Cybersecurity as a service vendor Sophos released The Bite from Inside: The Sophos Active Adversary Report. This research provides an in-depth look at changing behaviors and attack techniques in H1 2024. The data was derived from nearly 200 incident response cases, across the Sophos X-Ops IR team and Sophos X-Ops MDR team.
In general, it found that attackers are leveraging trusted applications and tools on Windows – a technique commonly known “living off the land” binaries – to conduct discovery on systems and maintain persistence. Compared to 2023, Sophos observed a 51 percent increase in this tactic, or 83 percent increase over 2021.
Among the 187 unique Microsoft LOLbins detected in 1H, the most frequently abused trusted application was RDP (89 percent).
“Living-off-the-land not only offers stealth to an attacker’s activities but also provides a tacit endorsement of their activities,” said Sophos field CTO, John Shier. “While abusing some legitimate tools might raise a few defenders’ eyebrows, and hopefully some alerts, abusing a Microsoft binary often has the opposite effect. Many of these abused Microsoft tools are integral to Windows and have legitimate uses, but it’s up to system administrators to understand how they are used in their environments and what constitutes abuse. Without nuanced and contextual awareness of the environment, including continuous vigilance to new and developing events within the network, today’s stretched IT teams risk missing key threat activity that often leads to ransomware.”
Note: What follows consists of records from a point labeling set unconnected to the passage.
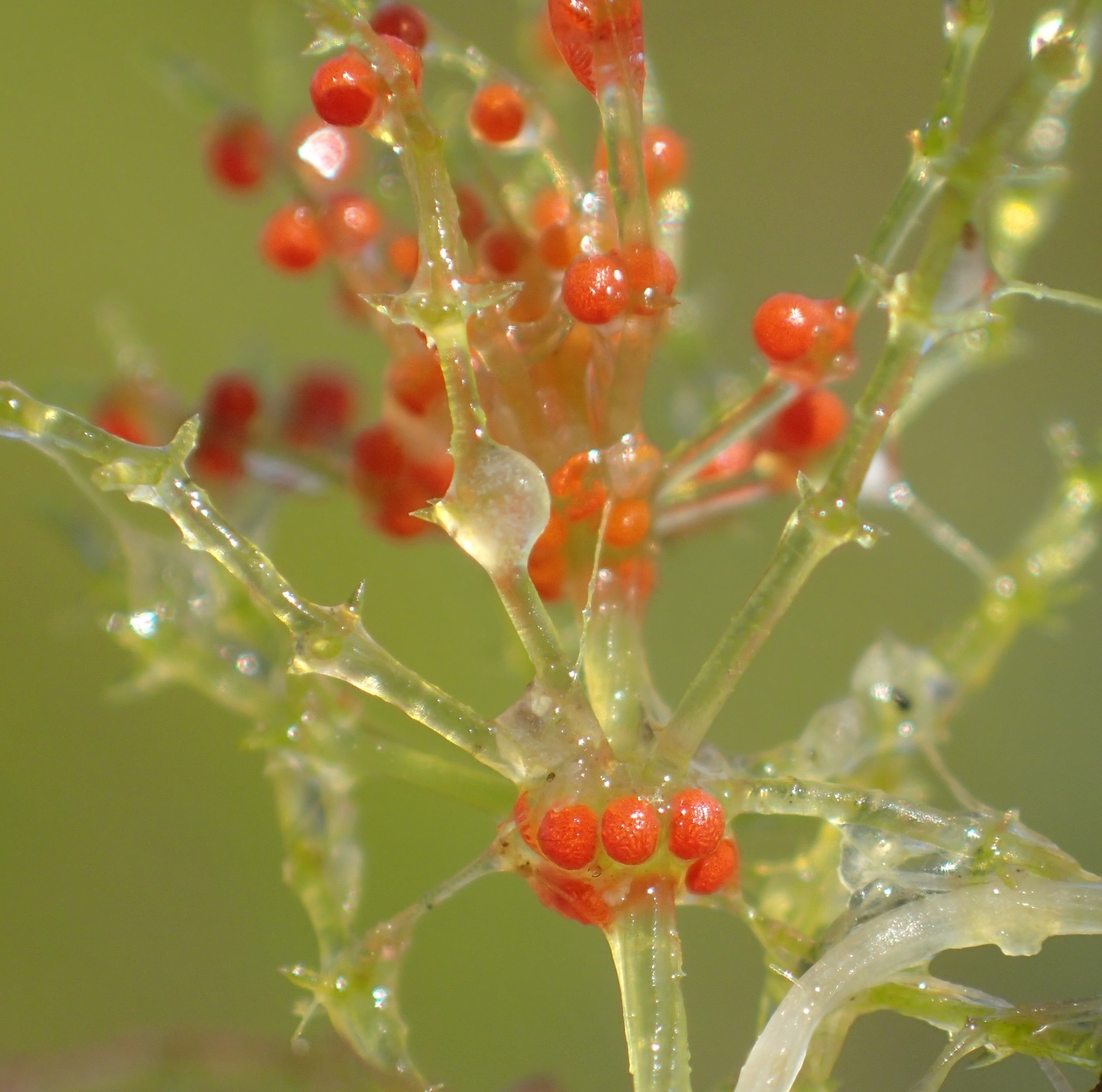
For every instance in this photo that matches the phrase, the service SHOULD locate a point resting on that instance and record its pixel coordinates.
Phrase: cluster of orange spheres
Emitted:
(628, 832)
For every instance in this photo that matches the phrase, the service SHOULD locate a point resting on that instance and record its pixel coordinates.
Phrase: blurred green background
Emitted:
(139, 859)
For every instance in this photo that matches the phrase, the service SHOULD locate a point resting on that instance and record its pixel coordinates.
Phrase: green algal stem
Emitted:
(621, 107)
(328, 641)
(990, 843)
(1018, 917)
(470, 785)
(647, 952)
(687, 517)
(453, 55)
(966, 27)
(1028, 582)
(617, 679)
(740, 421)
(323, 861)
(1065, 1032)
(825, 519)
(440, 302)
(359, 988)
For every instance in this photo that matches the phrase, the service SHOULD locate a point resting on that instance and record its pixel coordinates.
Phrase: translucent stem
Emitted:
(440, 302)
(827, 518)
(647, 952)
(328, 641)
(989, 842)
(966, 28)
(742, 420)
(1016, 917)
(1043, 292)
(622, 124)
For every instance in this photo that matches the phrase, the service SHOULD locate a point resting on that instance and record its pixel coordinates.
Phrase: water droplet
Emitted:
(247, 664)
(145, 623)
(1045, 31)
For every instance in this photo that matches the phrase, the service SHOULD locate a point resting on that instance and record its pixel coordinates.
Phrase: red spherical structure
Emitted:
(568, 835)
(697, 825)
(595, 290)
(709, 874)
(810, 423)
(497, 114)
(630, 830)
(239, 153)
(402, 21)
(344, 89)
(292, 239)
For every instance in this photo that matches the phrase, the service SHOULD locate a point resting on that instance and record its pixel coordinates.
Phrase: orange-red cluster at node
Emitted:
(628, 832)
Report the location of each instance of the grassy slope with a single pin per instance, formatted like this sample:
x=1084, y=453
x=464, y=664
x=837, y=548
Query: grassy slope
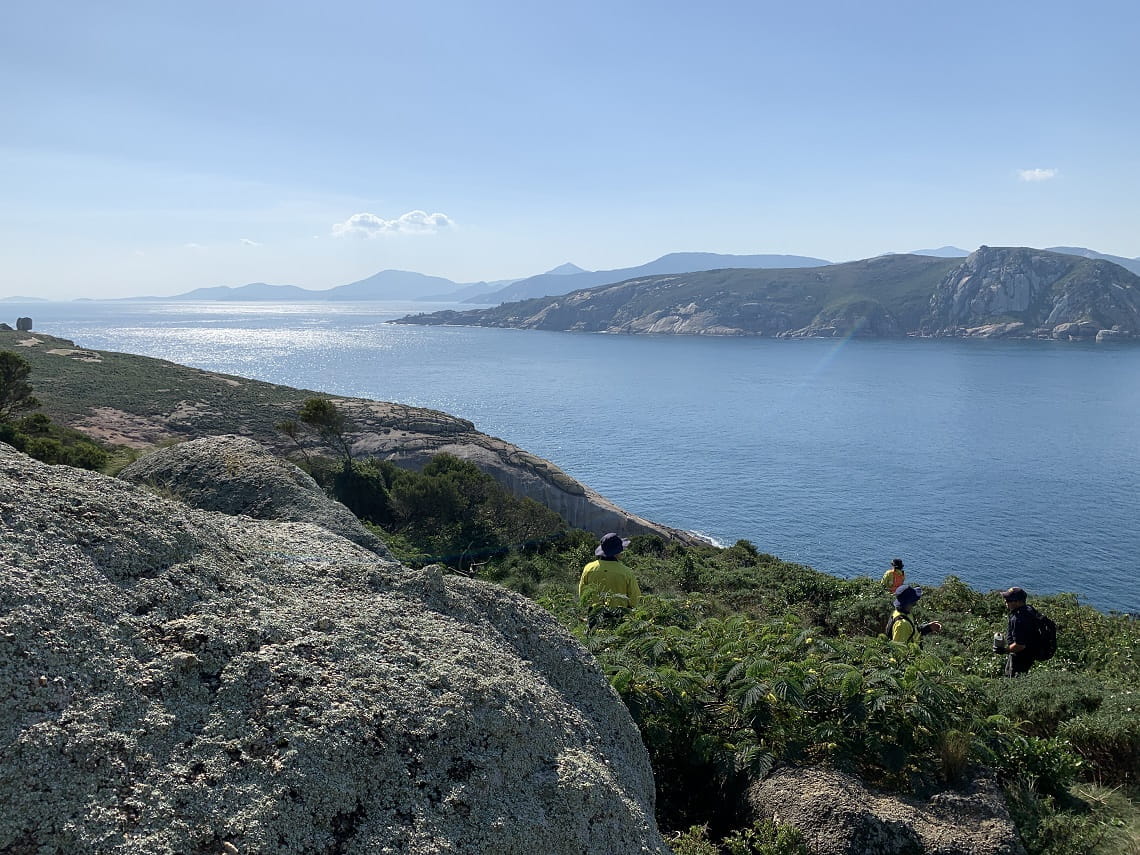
x=902, y=284
x=70, y=388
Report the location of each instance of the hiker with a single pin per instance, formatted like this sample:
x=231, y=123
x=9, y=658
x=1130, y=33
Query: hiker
x=902, y=627
x=607, y=583
x=1022, y=633
x=894, y=577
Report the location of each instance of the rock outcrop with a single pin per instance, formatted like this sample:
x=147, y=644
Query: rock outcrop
x=139, y=401
x=838, y=815
x=995, y=292
x=236, y=475
x=1050, y=294
x=181, y=681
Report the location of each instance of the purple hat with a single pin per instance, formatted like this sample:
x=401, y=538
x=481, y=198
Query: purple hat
x=610, y=545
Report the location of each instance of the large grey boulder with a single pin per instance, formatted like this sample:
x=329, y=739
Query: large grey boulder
x=236, y=475
x=180, y=681
x=839, y=815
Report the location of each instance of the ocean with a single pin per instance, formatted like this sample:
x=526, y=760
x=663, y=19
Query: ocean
x=1002, y=463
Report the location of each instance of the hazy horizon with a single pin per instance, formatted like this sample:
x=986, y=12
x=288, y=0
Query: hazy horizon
x=154, y=149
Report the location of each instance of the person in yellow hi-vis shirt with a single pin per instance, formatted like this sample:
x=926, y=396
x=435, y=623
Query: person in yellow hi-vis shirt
x=894, y=576
x=605, y=583
x=902, y=627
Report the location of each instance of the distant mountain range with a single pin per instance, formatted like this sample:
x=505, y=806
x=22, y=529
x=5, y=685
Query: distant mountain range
x=994, y=292
x=562, y=279
x=553, y=284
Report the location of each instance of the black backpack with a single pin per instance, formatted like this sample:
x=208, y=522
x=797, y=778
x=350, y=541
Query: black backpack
x=1047, y=637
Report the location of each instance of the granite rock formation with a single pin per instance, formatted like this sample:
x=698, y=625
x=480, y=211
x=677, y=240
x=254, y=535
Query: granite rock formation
x=995, y=292
x=181, y=681
x=236, y=475
x=1015, y=291
x=139, y=401
x=838, y=815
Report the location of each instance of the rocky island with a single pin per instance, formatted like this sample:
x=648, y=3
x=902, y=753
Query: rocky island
x=995, y=292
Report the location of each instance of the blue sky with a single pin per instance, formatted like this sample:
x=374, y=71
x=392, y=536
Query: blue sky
x=155, y=147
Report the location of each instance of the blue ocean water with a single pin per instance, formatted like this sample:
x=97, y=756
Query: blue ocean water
x=1003, y=463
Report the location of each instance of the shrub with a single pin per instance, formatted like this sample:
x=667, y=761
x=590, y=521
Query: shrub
x=1108, y=740
x=1042, y=700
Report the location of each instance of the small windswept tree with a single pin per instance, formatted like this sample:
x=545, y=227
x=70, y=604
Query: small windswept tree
x=15, y=391
x=322, y=417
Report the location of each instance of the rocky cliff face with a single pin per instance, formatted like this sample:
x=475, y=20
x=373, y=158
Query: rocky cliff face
x=1019, y=292
x=181, y=681
x=138, y=401
x=995, y=292
x=236, y=475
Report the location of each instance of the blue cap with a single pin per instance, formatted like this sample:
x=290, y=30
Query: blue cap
x=611, y=545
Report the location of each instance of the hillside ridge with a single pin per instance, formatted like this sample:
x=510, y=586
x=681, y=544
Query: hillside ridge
x=995, y=292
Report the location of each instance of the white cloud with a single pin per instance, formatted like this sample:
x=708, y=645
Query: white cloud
x=413, y=222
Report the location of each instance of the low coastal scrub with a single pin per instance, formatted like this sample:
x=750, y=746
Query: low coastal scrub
x=34, y=433
x=737, y=662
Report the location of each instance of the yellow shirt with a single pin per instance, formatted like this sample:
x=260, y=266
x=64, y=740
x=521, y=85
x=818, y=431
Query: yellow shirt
x=903, y=629
x=611, y=581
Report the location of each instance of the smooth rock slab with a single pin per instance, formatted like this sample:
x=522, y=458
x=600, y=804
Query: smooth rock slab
x=178, y=681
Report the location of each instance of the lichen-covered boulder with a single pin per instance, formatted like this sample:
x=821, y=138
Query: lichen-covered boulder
x=839, y=815
x=236, y=475
x=180, y=681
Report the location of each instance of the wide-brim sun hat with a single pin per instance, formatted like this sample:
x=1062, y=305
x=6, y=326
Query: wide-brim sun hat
x=610, y=545
x=906, y=595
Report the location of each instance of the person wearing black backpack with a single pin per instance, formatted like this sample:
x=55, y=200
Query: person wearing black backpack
x=1023, y=634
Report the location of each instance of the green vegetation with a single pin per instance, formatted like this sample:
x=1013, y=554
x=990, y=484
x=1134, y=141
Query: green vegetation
x=760, y=301
x=35, y=434
x=737, y=661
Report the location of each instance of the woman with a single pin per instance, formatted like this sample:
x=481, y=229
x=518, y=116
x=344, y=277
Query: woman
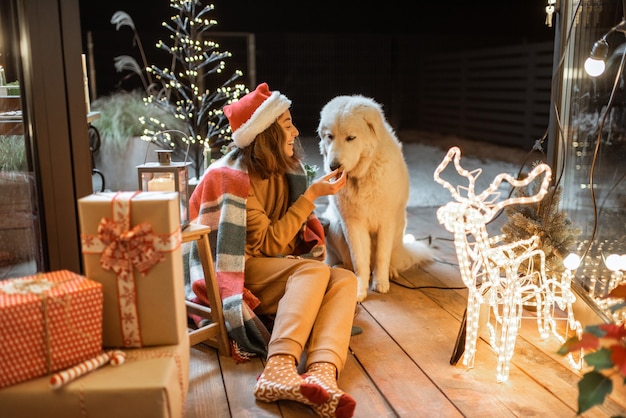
x=274, y=266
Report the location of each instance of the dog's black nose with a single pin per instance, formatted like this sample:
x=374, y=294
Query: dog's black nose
x=334, y=165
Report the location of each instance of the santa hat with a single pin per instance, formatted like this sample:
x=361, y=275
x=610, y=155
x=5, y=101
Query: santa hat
x=254, y=113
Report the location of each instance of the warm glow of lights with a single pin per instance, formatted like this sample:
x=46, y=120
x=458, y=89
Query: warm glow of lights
x=572, y=261
x=408, y=238
x=613, y=262
x=494, y=271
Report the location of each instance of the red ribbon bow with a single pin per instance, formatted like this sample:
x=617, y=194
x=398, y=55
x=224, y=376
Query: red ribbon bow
x=127, y=248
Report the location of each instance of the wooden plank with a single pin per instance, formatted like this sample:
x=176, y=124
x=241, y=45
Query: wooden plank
x=206, y=396
x=403, y=383
x=423, y=329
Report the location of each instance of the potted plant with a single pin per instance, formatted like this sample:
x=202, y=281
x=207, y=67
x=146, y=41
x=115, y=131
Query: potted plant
x=605, y=345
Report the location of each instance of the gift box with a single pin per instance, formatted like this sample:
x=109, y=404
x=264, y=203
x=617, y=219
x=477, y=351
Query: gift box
x=152, y=382
x=131, y=243
x=48, y=322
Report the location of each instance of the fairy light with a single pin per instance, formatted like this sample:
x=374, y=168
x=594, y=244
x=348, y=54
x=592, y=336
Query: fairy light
x=492, y=270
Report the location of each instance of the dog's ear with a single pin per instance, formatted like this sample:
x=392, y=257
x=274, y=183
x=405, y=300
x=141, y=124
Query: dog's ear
x=372, y=115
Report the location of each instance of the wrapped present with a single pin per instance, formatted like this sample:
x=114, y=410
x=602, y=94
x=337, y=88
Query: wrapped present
x=48, y=322
x=152, y=382
x=131, y=243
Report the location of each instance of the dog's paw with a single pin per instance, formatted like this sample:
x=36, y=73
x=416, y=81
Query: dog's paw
x=361, y=294
x=381, y=286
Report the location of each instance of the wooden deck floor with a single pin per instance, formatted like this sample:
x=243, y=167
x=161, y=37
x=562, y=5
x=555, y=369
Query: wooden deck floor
x=399, y=366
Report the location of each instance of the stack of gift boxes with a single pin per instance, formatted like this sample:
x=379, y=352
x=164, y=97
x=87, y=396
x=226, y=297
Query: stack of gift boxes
x=112, y=342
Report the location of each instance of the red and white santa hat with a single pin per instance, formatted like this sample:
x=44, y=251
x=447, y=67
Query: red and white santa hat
x=254, y=113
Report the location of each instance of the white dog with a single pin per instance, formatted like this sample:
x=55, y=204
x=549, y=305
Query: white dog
x=368, y=216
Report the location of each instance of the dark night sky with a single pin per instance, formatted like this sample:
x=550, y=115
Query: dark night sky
x=515, y=22
x=523, y=19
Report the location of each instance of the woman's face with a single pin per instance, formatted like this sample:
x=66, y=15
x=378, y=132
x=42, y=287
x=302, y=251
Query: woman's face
x=290, y=132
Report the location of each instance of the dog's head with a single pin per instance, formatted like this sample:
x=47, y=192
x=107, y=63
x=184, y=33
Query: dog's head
x=350, y=128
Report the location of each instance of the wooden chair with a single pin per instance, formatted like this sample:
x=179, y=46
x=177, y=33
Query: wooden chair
x=214, y=333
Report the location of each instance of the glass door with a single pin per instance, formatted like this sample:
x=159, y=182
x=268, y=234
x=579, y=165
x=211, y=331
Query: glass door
x=590, y=151
x=20, y=242
x=45, y=162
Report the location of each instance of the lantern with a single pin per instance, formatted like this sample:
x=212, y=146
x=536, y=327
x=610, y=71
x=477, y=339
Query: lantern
x=167, y=176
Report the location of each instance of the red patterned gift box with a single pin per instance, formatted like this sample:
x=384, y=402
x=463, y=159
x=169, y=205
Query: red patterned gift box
x=48, y=322
x=131, y=243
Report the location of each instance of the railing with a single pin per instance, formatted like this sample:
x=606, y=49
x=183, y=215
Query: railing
x=499, y=95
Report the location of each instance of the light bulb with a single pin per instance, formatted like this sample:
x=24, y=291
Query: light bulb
x=613, y=262
x=572, y=261
x=594, y=67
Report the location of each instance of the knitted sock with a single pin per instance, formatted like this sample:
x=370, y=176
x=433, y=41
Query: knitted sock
x=280, y=381
x=340, y=404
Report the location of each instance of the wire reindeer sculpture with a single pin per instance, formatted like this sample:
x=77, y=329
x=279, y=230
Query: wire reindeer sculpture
x=501, y=276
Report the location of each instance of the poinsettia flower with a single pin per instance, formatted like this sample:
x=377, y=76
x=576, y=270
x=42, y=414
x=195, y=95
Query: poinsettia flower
x=613, y=331
x=618, y=357
x=618, y=292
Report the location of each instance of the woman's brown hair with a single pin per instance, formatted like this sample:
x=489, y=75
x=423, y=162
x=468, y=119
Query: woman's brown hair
x=265, y=156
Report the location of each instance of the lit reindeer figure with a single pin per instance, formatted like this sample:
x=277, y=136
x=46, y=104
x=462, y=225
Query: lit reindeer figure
x=492, y=270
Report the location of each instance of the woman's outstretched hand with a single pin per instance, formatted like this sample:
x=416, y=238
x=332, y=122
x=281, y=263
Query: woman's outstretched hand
x=326, y=185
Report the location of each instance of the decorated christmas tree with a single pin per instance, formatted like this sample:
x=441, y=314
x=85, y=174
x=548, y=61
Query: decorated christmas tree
x=193, y=89
x=557, y=234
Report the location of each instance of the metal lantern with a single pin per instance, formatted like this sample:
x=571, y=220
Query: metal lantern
x=167, y=176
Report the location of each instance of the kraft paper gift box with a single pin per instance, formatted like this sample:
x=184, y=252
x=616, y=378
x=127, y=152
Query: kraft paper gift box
x=48, y=322
x=151, y=383
x=131, y=243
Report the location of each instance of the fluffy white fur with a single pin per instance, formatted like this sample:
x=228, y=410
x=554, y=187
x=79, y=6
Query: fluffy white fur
x=368, y=216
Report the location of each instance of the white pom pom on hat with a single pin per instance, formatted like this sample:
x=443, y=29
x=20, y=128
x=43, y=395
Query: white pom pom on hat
x=254, y=113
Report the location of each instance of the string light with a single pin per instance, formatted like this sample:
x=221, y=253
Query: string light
x=492, y=270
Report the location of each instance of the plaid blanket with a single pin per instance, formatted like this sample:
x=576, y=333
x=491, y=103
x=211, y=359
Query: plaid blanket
x=219, y=201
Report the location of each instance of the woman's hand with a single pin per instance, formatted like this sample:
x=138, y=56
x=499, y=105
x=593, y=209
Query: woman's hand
x=326, y=185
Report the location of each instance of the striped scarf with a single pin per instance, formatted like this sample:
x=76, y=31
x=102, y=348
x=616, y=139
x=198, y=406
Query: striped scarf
x=219, y=201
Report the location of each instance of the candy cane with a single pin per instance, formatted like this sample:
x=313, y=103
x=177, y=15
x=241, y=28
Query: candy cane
x=115, y=358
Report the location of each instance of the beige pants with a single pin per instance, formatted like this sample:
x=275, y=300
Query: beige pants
x=313, y=303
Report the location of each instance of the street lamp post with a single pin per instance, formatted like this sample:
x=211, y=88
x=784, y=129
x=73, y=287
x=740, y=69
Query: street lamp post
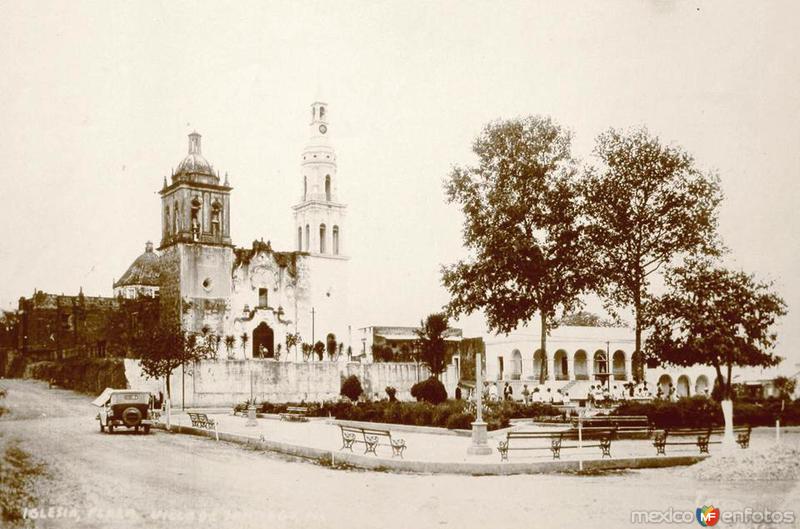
x=479, y=444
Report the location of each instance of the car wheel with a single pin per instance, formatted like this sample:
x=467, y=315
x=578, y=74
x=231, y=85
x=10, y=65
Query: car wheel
x=132, y=417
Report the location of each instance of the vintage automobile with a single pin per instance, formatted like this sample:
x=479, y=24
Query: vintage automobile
x=124, y=407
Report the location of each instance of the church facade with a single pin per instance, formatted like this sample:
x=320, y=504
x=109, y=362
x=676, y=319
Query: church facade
x=252, y=298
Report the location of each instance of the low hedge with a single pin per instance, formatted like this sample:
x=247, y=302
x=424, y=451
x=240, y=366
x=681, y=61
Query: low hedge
x=701, y=411
x=452, y=414
x=87, y=375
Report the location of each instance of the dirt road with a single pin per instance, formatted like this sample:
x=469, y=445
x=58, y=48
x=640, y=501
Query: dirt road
x=166, y=480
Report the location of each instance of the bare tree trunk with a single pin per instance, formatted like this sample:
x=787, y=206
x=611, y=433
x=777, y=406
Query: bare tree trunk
x=543, y=347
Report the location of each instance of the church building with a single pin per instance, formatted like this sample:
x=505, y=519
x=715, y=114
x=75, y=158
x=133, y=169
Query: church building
x=251, y=298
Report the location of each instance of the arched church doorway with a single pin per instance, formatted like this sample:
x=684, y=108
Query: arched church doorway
x=683, y=386
x=516, y=365
x=581, y=365
x=561, y=365
x=263, y=341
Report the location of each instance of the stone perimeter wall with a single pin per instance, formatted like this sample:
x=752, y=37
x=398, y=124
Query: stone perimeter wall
x=223, y=383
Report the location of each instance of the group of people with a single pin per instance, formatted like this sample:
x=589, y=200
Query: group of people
x=547, y=395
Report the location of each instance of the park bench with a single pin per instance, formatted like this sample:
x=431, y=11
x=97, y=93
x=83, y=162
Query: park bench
x=591, y=437
x=625, y=426
x=700, y=437
x=201, y=420
x=371, y=439
x=295, y=414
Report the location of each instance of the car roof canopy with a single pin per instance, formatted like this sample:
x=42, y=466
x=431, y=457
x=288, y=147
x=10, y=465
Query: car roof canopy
x=105, y=396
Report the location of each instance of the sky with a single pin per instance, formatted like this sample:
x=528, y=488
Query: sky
x=97, y=98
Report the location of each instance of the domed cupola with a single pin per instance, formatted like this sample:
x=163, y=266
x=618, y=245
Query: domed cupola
x=143, y=277
x=194, y=167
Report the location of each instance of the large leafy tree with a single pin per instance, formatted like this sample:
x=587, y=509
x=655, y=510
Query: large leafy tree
x=714, y=316
x=646, y=204
x=162, y=348
x=431, y=341
x=521, y=225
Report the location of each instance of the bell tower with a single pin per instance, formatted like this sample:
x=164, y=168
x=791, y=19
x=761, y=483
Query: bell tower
x=319, y=216
x=320, y=231
x=196, y=248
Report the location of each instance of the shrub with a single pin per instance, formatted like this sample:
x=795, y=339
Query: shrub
x=351, y=388
x=460, y=421
x=430, y=390
x=696, y=412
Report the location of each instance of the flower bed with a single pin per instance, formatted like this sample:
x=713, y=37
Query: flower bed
x=697, y=412
x=453, y=414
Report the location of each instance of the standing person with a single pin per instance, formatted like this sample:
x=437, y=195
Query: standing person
x=493, y=392
x=507, y=392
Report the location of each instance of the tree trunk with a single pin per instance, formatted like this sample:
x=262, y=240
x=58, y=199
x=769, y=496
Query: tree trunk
x=637, y=308
x=727, y=411
x=543, y=347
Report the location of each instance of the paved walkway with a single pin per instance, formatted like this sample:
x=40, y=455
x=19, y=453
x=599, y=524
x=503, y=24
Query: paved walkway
x=320, y=433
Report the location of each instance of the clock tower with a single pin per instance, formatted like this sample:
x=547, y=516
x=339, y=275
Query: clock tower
x=319, y=216
x=320, y=231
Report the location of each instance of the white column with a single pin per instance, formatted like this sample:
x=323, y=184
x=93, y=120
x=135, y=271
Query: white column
x=628, y=367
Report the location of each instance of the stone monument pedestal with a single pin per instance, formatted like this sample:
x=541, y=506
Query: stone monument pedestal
x=479, y=440
x=251, y=416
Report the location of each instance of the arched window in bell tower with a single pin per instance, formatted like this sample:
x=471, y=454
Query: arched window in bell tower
x=328, y=188
x=216, y=219
x=196, y=218
x=167, y=224
x=336, y=240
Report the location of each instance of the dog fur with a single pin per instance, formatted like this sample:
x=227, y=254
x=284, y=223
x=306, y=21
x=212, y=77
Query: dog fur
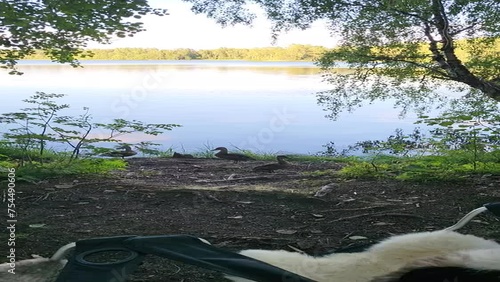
x=387, y=257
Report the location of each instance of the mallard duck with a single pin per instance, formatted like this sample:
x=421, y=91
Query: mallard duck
x=272, y=167
x=126, y=152
x=223, y=154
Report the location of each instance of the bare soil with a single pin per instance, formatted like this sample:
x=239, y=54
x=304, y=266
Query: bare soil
x=235, y=208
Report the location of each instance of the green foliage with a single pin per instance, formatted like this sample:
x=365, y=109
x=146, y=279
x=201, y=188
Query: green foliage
x=294, y=52
x=463, y=143
x=62, y=28
x=452, y=167
x=24, y=145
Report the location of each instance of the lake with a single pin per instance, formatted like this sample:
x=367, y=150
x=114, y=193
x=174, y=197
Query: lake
x=267, y=107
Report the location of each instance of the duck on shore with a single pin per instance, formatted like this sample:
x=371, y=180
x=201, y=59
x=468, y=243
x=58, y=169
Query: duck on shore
x=125, y=152
x=275, y=166
x=223, y=154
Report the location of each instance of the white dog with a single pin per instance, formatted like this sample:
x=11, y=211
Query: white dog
x=387, y=258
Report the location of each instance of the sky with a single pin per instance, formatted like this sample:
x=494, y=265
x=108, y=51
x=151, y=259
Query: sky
x=183, y=29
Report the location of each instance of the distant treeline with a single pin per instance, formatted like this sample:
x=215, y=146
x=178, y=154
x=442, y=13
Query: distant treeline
x=294, y=52
x=291, y=53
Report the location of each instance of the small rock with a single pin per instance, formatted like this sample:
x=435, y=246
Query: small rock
x=358, y=238
x=286, y=231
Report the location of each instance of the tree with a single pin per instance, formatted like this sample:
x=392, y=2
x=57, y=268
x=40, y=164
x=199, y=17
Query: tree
x=398, y=49
x=62, y=28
The report also found that, despite the government disruption of LockBit’s main leak website and infrastructure in February, LockBit was the most frequently encountered ransomware group, accounting for about 21 percent of infections in 1H24.
Other findings included:
- Compromised credentials are the top cause of attacks, accounting for the root cause in 39 percent of cases. This is, however, a decline from the 56 percent (2023).
- Network breaches were the dominant incident the team encountered.
- Dwell time (time from attack start to detection) remains approximately eight days. With MDR, median dwell time is three days (ransomware) or one day (other incident types).
Attackers most frequently compromised the 2019, 2016, and 2012 server versions of Active Directory (AD), all of which no longer supported by Microsoft.